Among other things, I see two polar opposite approaches to breaking changes in tool sets, be they language or framework. Microsoft has always done everything they could to avoid introducing any breaking changes into their tools. This is a good thing, right? Who would not want to know that the code they wrote today will still work after they install the next update? In twenty years as a 'softie, the only major breaking changes I can remember being introduced came with the move from VB6 to .NET in early 2002, enough VB developers made enough noise that Microsoft went back and retroactively added backward compatibility with many legacy VB language constructs that had been removed in the 1.0 release.

On the other hand, new versions of Ruby and Rails often have some breaking changes. Not only do changes often break things, but they come much more frequently than they do in the Microsoft world. The standard update routine here is to read the release notes to see what to look for, install the update, run the test suite, see what broke, and get to making changes to fix things. This is a bad thing, right? Or is it?

Take a step back and look at the cumulative effect of these two approaches. In the Microsoft world, we have more of a sense of stability going forward. In the Ruby world, the tools have more freedom to change. If Microsoft allows any mistakes, bad design decisions, dangerous features, etc., out into the field and into the hands of developers, it is most likely going to be years before they can fix it, if they ever can. The problem might be there for the life of the platform. In the Ruby world, the same types of mistakes get made, but fixing them will usually involve a deprecation in one release and then a fix in the next.
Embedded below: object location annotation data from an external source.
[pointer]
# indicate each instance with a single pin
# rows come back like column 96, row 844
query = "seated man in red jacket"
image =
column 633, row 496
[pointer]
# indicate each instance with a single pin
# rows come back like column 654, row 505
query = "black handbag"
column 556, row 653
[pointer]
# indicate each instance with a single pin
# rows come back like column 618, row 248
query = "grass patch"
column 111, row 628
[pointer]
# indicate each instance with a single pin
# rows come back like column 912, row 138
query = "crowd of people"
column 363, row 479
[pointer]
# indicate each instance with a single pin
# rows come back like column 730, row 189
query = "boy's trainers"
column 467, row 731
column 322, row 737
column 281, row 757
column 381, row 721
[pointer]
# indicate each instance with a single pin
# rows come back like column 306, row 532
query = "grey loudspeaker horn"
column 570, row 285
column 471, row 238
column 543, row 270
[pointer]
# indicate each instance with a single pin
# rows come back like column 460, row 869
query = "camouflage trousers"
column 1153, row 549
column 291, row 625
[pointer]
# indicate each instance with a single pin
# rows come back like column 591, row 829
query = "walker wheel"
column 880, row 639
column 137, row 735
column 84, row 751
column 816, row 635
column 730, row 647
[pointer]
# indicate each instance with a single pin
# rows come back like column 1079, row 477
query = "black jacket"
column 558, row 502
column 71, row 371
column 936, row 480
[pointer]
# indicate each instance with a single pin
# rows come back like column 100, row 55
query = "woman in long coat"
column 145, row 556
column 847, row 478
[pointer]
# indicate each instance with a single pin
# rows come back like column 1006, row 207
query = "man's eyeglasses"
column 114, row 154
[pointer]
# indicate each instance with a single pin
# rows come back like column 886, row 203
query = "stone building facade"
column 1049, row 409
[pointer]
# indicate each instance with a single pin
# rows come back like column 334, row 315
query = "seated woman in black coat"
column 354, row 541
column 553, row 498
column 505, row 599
So why can world afford to change things and the other not? Is it because they just don't care? Is it because there is no corporate entity afraid of making everyone mad enough to abandon their platform? Ruby and Rails are clearly thriving in this world of breaking changes. How? What is the difference? The difference is in the tests.

They have created an ecosystem that is dependent on test coverage. If I have a good test suite, I know where my breaks are as soon as they occur, whether they have come from a library update or from changes I've made myself. Change is no longer so dangerous. We can also have a sense of stability here, but it comes from testing rather than from the lack of movement. If I am not in the habit of keeping good test coverage, it is going to be difficult for me to survive in this culture. So Darwin keeps us test-covered and change-tolerant.

When change is no longer something to be avoided, we gain a new freedom to improve things. The Boy Scout rule of leaving code in better shape that you found it has long-term effects. Things get better. This is what refactoring is all about, right? Don't we spend more time maintaining a system than building it? I think most systems get built way before they get good. And if they can't be refactored, molded, tweaked, rearranged, nurtured, changed; they never will get good.

I think it is the cumulative effect of the freedom to improve things that has brought Ruby and Rails to place they are today. I find them thoroughly enjoyable tools to use. They're not perfect, but they're better than they were last year, and they're not as good as they will be next year. If that means I have to take a little time with each release to roll with the changes, that is a small price to pay.